Refugee assistance groups hope to persuade Congress to include more money for refugee resettlements in an emergency spending bill for tsunami relief and the war in Iraq (search). The House Appropriations Committee was considering the spending bill Tuesday afternoon.
In 2004, the State Department spent $781 million for refugee and migration assistance. Congress gave the department $764 million for fiscal year 2005, a cut of about 2.2 percent.
However, the cost per refugee has increased from $2,200 in 2001 to about $3,500 last year, according to the department. The increased costs resulted from more thorough background checks, rising fuel prices and, in some cases, moving refugees to more secure locations.
The State Department has told refugee advocacy groups it will need at least $40 million more this year to bring in 60,000 refugees, said Sarah Petrin, senior government liaison for the U.S. Committee for Refugees and Immigrants (search), an advocacy group.
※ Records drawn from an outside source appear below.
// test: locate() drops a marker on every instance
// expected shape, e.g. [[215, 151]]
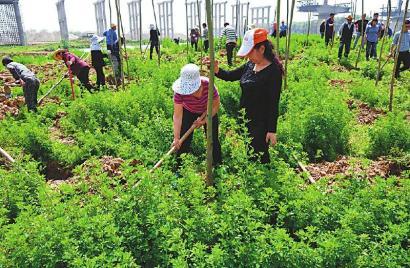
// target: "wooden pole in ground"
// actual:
[[362, 37], [7, 156], [288, 43], [383, 42], [396, 58], [159, 36], [124, 44], [140, 9], [209, 173], [120, 43], [277, 26]]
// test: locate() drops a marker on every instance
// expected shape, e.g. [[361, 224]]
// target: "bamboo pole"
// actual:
[[277, 25], [140, 16], [7, 156], [383, 42], [120, 44], [362, 36], [209, 173], [288, 43], [396, 58]]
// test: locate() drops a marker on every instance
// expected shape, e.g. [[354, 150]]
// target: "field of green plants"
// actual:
[[69, 199]]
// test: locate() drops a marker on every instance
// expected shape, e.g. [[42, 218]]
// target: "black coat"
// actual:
[[347, 33]]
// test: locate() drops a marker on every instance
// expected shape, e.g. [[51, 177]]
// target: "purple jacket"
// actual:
[[77, 63]]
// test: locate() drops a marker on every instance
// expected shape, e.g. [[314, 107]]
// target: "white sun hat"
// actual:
[[95, 42], [251, 38], [189, 81]]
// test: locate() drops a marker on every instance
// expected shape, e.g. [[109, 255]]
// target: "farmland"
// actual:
[[69, 199]]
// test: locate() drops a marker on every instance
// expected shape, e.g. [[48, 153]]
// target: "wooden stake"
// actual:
[[396, 58], [277, 26], [209, 173], [383, 42], [288, 43], [7, 156], [362, 35]]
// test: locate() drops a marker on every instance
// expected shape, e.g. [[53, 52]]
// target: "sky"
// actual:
[[42, 14]]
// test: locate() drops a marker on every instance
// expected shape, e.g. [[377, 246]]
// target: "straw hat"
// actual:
[[189, 80], [251, 38]]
Bush has proposed $893 million for fiscal 2006, which begins Oct. 1. Gideon Aronoff — the Hebrew Immigrant Aid Society's (search) vice president of government relations and policy — said that shows the president wants to deal with the money shortage.
Some of the money would go to groups that help provide food, latrines, security and counseling to refugees at camps.
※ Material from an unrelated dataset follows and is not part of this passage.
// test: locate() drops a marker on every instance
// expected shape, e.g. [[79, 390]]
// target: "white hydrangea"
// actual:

"We are facing a really troubling possibility that after turning the corner last year with 52,000-plus refugee admissions, we're actually going to go backward this year," Aronoff said. "This is going to happen despite the fact that the State Department asserts it can find more than 60,000 refugees for admission this year. It is purely a matter of funding."
The United States admitted 69,304 refugees in 2001 but suspended admissions briefly after the terrorist attacks of Sept. 11. Admissions dropped to 27,029 in 2002 as the federal government intensified screening of refugees. Admissions crept up to 53,000 in the 2004 fiscal year, which ended Sept. 30.
"We continue to work as hard as possible to find the funding," said Robert Hilton, a State Department spokesman.
Meanwhile, the U.S. government is hiring a 45-member "refugee corps" whose members would travel for about half the year conducting interviews at refugee camps, said Bill Strassberger, spokesman for the Homeland Security Department's Citizenship and Immigration Services agency. Currently, officials rotate employees in such jobs.